What makes Fanpage even more remarkable is its origins in southern Italy. It was founded in Naples, the largest city in one of the most disadvantaged regions in Europe, plagued by high unemployment and persistent social and economic challenges.
“From Naples Fanpage not only reported on the problems of the south, it also hired many young southern Italians, many of whom have struggled to find jobs in Italian mainstream journalism,” said Adriano Biondi , who started at Fanpage as an intern and is now its associate editor.
“The south, and Naples in particular, are among the most culturally fertile regions in Europe. There is a huge untapped resource in terms of human capital, especially among women. If we consider education, women have higher levels than men in Italy, yet Italian women have some of the highest unemployment rates in Europe.

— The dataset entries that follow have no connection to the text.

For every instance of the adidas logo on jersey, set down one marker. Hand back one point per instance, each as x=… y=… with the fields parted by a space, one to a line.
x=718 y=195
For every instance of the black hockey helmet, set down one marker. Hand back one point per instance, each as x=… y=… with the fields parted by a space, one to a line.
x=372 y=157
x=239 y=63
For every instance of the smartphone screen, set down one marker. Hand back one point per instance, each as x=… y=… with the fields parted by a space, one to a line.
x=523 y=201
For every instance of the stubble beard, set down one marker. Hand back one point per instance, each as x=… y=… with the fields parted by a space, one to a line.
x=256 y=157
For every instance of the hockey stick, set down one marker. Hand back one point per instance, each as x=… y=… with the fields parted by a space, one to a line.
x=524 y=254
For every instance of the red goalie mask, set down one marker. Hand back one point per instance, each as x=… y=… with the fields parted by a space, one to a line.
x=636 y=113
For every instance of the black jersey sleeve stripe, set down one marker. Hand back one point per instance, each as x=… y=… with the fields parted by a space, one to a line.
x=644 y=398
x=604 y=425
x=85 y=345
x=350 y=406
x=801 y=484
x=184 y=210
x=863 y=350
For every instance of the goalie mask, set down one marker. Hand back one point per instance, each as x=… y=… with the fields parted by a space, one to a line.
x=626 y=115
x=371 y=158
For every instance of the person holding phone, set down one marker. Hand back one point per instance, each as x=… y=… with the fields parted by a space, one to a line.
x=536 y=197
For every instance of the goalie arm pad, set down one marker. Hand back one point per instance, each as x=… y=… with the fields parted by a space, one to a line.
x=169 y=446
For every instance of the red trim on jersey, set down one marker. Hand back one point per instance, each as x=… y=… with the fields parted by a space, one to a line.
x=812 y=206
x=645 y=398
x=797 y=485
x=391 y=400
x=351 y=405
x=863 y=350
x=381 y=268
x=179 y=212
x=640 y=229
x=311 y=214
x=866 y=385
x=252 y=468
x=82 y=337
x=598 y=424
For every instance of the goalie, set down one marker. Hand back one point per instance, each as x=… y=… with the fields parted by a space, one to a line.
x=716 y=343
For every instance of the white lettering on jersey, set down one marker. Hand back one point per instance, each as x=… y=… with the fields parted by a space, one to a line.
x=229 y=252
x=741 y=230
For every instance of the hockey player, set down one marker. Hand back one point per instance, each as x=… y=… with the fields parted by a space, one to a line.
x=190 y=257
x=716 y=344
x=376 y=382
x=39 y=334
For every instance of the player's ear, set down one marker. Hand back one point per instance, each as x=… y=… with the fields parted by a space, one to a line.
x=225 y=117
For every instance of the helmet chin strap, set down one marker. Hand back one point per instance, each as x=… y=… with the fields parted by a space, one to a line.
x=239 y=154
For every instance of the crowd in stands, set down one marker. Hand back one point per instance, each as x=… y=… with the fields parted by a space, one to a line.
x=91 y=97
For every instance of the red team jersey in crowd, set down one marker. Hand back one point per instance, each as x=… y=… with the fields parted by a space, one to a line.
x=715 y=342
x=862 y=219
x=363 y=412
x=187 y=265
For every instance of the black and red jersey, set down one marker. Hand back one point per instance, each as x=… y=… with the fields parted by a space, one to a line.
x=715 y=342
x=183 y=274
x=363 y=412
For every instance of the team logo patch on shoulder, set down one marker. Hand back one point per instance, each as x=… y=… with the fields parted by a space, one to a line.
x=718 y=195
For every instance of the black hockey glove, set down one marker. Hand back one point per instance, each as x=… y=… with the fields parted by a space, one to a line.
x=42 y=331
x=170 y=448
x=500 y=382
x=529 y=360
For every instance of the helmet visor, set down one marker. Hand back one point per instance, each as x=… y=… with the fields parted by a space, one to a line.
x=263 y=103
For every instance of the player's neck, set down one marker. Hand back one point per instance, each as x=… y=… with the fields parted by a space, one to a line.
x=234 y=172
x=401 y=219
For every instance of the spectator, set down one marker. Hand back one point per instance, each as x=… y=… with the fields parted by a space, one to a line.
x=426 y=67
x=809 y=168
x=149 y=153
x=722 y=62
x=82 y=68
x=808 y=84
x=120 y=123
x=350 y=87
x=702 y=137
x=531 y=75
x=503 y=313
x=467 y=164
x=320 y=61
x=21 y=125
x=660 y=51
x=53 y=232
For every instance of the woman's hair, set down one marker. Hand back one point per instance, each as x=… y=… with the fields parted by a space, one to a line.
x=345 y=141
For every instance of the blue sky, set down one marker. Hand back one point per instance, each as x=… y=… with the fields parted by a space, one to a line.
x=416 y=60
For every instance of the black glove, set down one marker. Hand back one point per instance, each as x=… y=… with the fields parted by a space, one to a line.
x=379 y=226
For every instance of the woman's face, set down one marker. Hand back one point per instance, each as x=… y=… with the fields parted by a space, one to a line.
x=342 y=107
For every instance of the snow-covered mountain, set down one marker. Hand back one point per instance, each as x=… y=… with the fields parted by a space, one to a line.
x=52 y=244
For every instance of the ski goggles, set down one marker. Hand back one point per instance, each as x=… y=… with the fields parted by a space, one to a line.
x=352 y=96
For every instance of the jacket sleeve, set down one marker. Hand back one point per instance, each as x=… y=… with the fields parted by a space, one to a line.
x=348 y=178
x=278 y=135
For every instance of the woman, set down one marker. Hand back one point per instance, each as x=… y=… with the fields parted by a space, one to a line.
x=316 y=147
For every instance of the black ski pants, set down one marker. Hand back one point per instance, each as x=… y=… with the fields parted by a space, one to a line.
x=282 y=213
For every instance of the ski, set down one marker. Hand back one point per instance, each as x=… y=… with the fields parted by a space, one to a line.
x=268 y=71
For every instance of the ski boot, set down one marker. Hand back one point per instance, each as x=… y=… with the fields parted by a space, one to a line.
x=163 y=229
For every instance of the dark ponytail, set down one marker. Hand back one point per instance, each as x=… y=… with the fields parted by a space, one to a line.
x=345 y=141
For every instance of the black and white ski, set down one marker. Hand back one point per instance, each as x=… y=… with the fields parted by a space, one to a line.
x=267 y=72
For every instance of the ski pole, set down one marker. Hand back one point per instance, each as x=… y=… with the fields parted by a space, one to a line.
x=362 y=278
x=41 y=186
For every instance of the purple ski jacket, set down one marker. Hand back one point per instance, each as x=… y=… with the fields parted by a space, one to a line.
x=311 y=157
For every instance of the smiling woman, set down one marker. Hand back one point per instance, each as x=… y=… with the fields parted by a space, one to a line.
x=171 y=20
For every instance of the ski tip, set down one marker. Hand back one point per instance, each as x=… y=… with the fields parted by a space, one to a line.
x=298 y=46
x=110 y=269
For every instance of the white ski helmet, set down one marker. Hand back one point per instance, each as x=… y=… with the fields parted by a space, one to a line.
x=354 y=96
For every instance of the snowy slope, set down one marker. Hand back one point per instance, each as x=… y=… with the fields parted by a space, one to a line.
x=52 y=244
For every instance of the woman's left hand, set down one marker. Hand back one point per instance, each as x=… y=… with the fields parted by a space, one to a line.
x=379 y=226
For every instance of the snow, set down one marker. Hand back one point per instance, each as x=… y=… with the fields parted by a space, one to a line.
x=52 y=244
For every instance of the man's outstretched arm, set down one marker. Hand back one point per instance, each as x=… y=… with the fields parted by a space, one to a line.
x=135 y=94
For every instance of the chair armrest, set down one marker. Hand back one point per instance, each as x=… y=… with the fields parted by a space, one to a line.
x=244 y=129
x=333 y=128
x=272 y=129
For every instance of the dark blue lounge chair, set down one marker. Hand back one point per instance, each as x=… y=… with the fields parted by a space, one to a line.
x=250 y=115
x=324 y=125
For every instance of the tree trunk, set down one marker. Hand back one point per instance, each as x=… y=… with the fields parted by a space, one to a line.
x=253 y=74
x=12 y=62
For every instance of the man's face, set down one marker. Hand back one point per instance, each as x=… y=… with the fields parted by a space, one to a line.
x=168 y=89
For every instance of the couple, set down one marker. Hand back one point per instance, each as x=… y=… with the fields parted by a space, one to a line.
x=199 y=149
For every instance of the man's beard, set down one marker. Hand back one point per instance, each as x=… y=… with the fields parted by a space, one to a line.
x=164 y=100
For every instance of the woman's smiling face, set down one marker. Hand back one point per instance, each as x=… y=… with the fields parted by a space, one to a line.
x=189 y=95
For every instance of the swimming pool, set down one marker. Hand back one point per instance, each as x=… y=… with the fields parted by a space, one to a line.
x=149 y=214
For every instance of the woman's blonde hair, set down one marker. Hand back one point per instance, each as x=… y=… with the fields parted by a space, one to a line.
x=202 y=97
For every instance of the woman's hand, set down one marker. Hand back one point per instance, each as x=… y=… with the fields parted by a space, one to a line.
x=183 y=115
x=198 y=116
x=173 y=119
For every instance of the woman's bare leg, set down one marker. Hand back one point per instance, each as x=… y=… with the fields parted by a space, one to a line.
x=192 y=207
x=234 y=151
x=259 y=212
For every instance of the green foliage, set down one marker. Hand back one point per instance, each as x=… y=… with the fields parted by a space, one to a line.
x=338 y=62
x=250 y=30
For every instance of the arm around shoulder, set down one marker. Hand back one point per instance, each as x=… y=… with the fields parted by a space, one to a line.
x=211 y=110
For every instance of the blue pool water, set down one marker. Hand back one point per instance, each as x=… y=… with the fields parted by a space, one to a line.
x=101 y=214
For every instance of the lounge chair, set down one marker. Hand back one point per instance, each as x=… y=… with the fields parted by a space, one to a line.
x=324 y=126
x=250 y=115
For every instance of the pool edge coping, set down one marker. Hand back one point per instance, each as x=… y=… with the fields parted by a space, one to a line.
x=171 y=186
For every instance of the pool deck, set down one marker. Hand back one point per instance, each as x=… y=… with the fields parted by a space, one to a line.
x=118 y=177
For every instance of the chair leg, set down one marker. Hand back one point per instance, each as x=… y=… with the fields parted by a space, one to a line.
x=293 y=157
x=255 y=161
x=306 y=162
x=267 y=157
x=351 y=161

The majority of Fanpage journalists and editors are under the age of 30. The oldest is 44 years old. Most unique visitors to Fanpage are in their 20s. Fanpage’s success is based not only on hiring young people, but also on its ability to talk to them.
From the start, he invested a lot in his social media profile. Its YouTube community is equivalent to that of La Repubblica and Corriere della Sera combined, and it is also the only Italian news site with over 500,000 TikTok subscribers.
“Fanpage’s credit is for reaching out to this vast population of disillusioned young readers who did not follow the established dailies because they did not intend to read the daily news,” said Anna Girardi, 27, deputy political editor. “We knew that if we wanted to include them, we had to speak their language. Covering political or financial matters means being aware that there are readers who may never have heard some of the technical terminology.
Cancellato said: “Our main concern is never to get old. We must not make the mistake of growing old with our readers. We do not intend to take over La Repubblica or Corriere. We are Fanpage, we are something else, and our desire is to change the way news is made in Italy.